Imagine you are a banker and a customer approaches you for a loan of £850,000 to buy a £1m house. Would you be willing to lend the money on an unsecured basis, or would you first insist on taking a charge over the property?
It seems a silly question. Of course you’d do the latter. But let’s park that for a moment and imagine our customer has even more extravagant demands. Not only do they refuse to put up any collateral, they want the loan to be “non-accelerable”. So even if they miss an interest payment, the lender can’t demand immediate repayment of the loan in full.
Sounds like an interesting proposition? I think most lending institutions would tell that customer to take a hike.
Now let’s look at what happens when defined benefit pension schemes insure their liabilities to pay future retirement incomes. It’s increasingly common. In the last 12 years, schemes with liabilities worth £175bn have sought insurance protection through so-called buyouts, according to consultants Lane Clark Peacock. That’s almost a tenth of the £2tn-plus of scheme liabilities outstanding in the UK.
Under the traditional pension arrangement, an average scheme funds roughly 90 per cent of its liabilities with assets and relies on its sponsoring company to make good the shortfall.
With buyout deals, that same scheme transfers all of those assets plus a premium to an insurance company. In the process it surrenders title to the assets and control over how they might subsequently be invested. What it receives in return is a piece of paper promising to pay the insured pension payments as they fall due.
One way to think about this is that the scheme has lent money to the insurer which it has used to buy the scheme’s assets. In the process, the trustees have contrived to forfeit any security and the right to foreclosure. Even if the insurer defaults on a payment, they cannot recover their investment.
It is easy to see the appeal to the insurer. Just as our demanding bank borrower wanted, it gets no-strings, long-term money. Even better, it only has to pay a few basis points over government bond rates.
No wonder so many clever financiers have homed in on pension buyouts — insurers such as PIC and Rothesay. After all, they get to reinvest some of the assets they inherit from insured schemes in higher yielding instruments, keeping much of the surplus earned over the rock-bottom funding cost.
Meanwhile, many of these insurers put up very little tangible capital. As they switch some of the transferred funds out of boring gilts into higher-return instruments, the regulator permits them to discount scheme liabilities at that higher rate. This essentially manufactures equity (a practice known as “Matching Adjustment”) by recognising up front future profits deemed to be risk free.
For many of the specialist players this is pretty much all their equity. Take the three most focused operators, PIC, Rothesay and Just Group. Collectively they had £13.7bn of regulatory net assets, according to their 2019 Solvency and Financial Condition Reports. But, strip out the Matching Adjustment, and that fell to just £172m.
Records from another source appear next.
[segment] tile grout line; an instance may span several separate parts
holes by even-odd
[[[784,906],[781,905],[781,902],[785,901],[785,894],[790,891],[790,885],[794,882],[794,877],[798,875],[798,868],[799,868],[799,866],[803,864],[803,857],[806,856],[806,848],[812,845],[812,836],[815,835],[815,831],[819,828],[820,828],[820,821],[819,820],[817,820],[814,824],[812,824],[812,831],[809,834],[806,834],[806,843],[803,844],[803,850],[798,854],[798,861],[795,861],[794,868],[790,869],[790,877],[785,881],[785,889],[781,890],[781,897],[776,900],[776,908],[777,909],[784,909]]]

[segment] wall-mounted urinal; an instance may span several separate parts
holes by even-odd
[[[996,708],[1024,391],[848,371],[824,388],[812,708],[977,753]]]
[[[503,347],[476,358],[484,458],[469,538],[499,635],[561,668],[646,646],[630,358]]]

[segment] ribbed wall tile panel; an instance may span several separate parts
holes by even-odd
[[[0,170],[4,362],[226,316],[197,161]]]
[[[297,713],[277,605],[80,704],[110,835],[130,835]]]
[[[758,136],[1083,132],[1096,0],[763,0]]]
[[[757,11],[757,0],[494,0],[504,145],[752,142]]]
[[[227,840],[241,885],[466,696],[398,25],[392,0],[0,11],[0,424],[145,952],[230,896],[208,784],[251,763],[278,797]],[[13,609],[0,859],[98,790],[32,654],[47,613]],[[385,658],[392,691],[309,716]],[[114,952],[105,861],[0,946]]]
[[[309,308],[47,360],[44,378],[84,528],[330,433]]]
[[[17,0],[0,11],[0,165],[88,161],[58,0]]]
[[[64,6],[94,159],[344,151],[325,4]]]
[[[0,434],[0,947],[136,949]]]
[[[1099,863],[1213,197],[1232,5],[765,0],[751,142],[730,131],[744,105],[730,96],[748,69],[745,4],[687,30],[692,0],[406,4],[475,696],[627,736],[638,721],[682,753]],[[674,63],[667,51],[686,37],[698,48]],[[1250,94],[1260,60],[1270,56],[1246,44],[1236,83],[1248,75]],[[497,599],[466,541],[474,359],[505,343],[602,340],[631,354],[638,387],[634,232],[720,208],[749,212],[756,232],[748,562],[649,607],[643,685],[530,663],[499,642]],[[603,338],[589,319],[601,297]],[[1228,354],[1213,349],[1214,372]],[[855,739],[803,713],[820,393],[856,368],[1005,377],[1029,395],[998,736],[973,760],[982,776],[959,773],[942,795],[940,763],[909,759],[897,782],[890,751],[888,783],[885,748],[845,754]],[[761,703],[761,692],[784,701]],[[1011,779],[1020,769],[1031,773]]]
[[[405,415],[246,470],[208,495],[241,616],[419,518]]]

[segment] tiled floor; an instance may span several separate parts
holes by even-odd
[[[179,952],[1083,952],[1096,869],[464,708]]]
Anyway, goes the salesman’s patter, insurers are as safe as houses. The regulator applies tough rules that prevent insurers from acting recklessly. And should one get through the net, the Financial Services Compensation Scheme offers 100 per cent protection for retirement incomes.
Yet how much credence these assurances deserve is debatable. While the UK’s insurance regime is sound on paper, recent financial history suggests that regulators are never infallible. Meanwhile the FSCS is essentially an unfunded scheme. In the event of large losses, much would depend on a future government being willing to use taxpayers’ funds to bail out some of the UK’s wealthier citizens.
It is hard to avoid the conclusion that pension schemes are being unusually trusting with their members’ hard-earned savings. Neither a bank nor a fund manager would lend on anything like these lax terms. Nor is there any compelling reason why pension trustees should do so to insure future liabilities. Scheme members might usefully ask them why they are so compliantly playing along.